Becoming more environmentally friendly is big news at the moment. Major supermarkets hand out biodegradable carrier bags, or refuse to hand them over altogether. Mass producers around the World monitor their pollution levels, and car manufacturers strive to design cars with lower fuel emissions.
But what steps can the humble home cook take to limit their impact on the environment? Here are some suggestions on how to limit the waste of food, energy and money in the home.
Controlling Waste Can Save Money and Help the Earth
One of the easiest ways to adopt a greener approach in the kitchen is to recycle. Most councils now collect tins, paper, glass and plastics for recycling. Yet some people still do not recycle. According to a report by the BBC, landfill space in the UK could run out by 2016 (BBC News, 7 January 2007). Throwing rinsed out plastic bottles and jars into different bins is not really labour intensive and has a hugely positive impact on the environment.
One of the more surprising problems with landfill is the disposal of organic materials and kitchen waste. Vegetable peelings, eggshells and uncooked fruit and vegetables produce a harmful gas as they biodegrade inside plastic bin bags. A solution to this is to compost garden and kitchen waste. Composters are often available through Local Authorities in a variety of sizes – from small single composters to family-sized bins. After around 18 months this waste starts to turn crumbly and brown and becomes compost that can be used for gardenening.
Cooking More Economically Can Help the Environment
There are a number of measures that can help the environment and save money on fuel bills. Try some of the following:
– Electric hobs can take a while to cool down after switching off. Use this to your advantage by turning the hob off a minute or two before the food is ready, using the residual heat to finish the meal. This doesn’t work so well with gas hobs as the heat is more “immediate”.
– Turn off the oven for the last few minutes of cooking time, keeping the door shut. This will save some money each day as well as make your home more energy efficient.

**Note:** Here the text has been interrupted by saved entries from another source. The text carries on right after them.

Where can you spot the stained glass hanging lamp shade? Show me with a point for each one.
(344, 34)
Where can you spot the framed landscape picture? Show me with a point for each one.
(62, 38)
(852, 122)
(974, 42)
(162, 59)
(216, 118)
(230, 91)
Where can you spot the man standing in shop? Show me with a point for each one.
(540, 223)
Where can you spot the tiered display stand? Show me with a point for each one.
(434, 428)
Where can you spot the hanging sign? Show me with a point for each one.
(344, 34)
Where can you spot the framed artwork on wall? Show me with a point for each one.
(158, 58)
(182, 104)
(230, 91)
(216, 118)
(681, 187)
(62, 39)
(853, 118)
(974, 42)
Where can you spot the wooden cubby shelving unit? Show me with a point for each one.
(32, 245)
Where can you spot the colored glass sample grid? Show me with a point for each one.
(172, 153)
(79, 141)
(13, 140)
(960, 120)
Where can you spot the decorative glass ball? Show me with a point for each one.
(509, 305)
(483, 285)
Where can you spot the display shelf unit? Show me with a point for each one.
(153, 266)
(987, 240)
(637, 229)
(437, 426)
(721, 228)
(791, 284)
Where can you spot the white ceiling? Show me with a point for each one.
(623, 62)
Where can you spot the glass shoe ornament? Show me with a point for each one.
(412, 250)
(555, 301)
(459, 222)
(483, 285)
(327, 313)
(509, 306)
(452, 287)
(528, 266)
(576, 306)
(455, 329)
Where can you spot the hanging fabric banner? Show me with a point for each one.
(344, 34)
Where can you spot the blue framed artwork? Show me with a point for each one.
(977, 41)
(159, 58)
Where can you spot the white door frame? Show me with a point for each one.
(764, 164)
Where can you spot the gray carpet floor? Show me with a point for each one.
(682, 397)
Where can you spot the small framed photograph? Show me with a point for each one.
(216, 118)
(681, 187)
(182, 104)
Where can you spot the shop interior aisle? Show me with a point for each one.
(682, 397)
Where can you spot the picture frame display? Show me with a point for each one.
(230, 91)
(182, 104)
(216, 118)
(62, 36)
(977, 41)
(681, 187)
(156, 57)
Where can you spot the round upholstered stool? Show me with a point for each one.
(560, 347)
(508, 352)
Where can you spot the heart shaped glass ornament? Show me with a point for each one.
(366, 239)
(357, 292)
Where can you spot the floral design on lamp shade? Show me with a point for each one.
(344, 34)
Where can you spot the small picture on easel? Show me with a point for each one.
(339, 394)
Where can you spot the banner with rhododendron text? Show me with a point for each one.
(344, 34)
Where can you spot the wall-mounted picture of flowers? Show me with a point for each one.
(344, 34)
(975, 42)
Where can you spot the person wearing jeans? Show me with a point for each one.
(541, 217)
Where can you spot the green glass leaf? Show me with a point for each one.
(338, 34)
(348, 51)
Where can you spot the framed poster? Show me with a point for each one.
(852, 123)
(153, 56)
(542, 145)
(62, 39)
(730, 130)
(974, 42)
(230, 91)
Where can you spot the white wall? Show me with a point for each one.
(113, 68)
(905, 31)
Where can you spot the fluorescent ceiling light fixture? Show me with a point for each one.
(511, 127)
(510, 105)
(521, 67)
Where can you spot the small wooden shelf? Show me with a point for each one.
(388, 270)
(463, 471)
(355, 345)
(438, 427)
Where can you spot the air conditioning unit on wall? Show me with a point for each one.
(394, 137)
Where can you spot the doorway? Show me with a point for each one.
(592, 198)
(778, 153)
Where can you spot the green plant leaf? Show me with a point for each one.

– Consider investing in a slow cooker. These are available in a range of sizes depending on the size of the family – and come with a double bonus. Firstly, they use the same amount of energy as a lightbulb – an economical way to cook a pot roast or a stew. The second bonus feature is that tougher, cheaper cuts of meat can be cooked very slowly and become meltingly tender in a slow cooker, saving money on shopping as well as on fuel bills.
Limiting Food Waste Helps the Environment
Be creative with leftovers. According to a report by the The Independent newspaper (8 May 2008), Britain throws away £10bn of food each year. Waste such as this puts a strain on food producers around the World, trying to keep up with so-called “demand”.
Buy bread in bulk and freeze it – or use slightly stale bread to make Bread Pudding, that old-fashioned and delicious standby. Before throwing leftover cooked potatoes in the bin, consider using them for making fishcakes, or slice them up and make a potato salad. Perhaps those broccoli stalks could be washed, trimmed and blended with some stock and Stilton cheese to make soup? And don’t throw away those dark, freckled bananas – use them to make Banana Bread.
If you are ever lucky enough to have too much wine left at the bottom of a bottle, don’t pour it down the sink. Tip it into a plastic container and freeze for use in risottos or pasta sauces. With dishes such as Shepherds Pie or Lasagne, cut leftovers into individual portions and freeze for reheating when time is short. Think before throwing anything away and make a challenge to find a way to use it. Following these steps means that there will also be less need for shopping, saving money on the food bills.
There are a number of ways that the home cook can gain “eco-friendly” points. By making a few small changes it can be easy to lower demand on fuel and food – and also save money.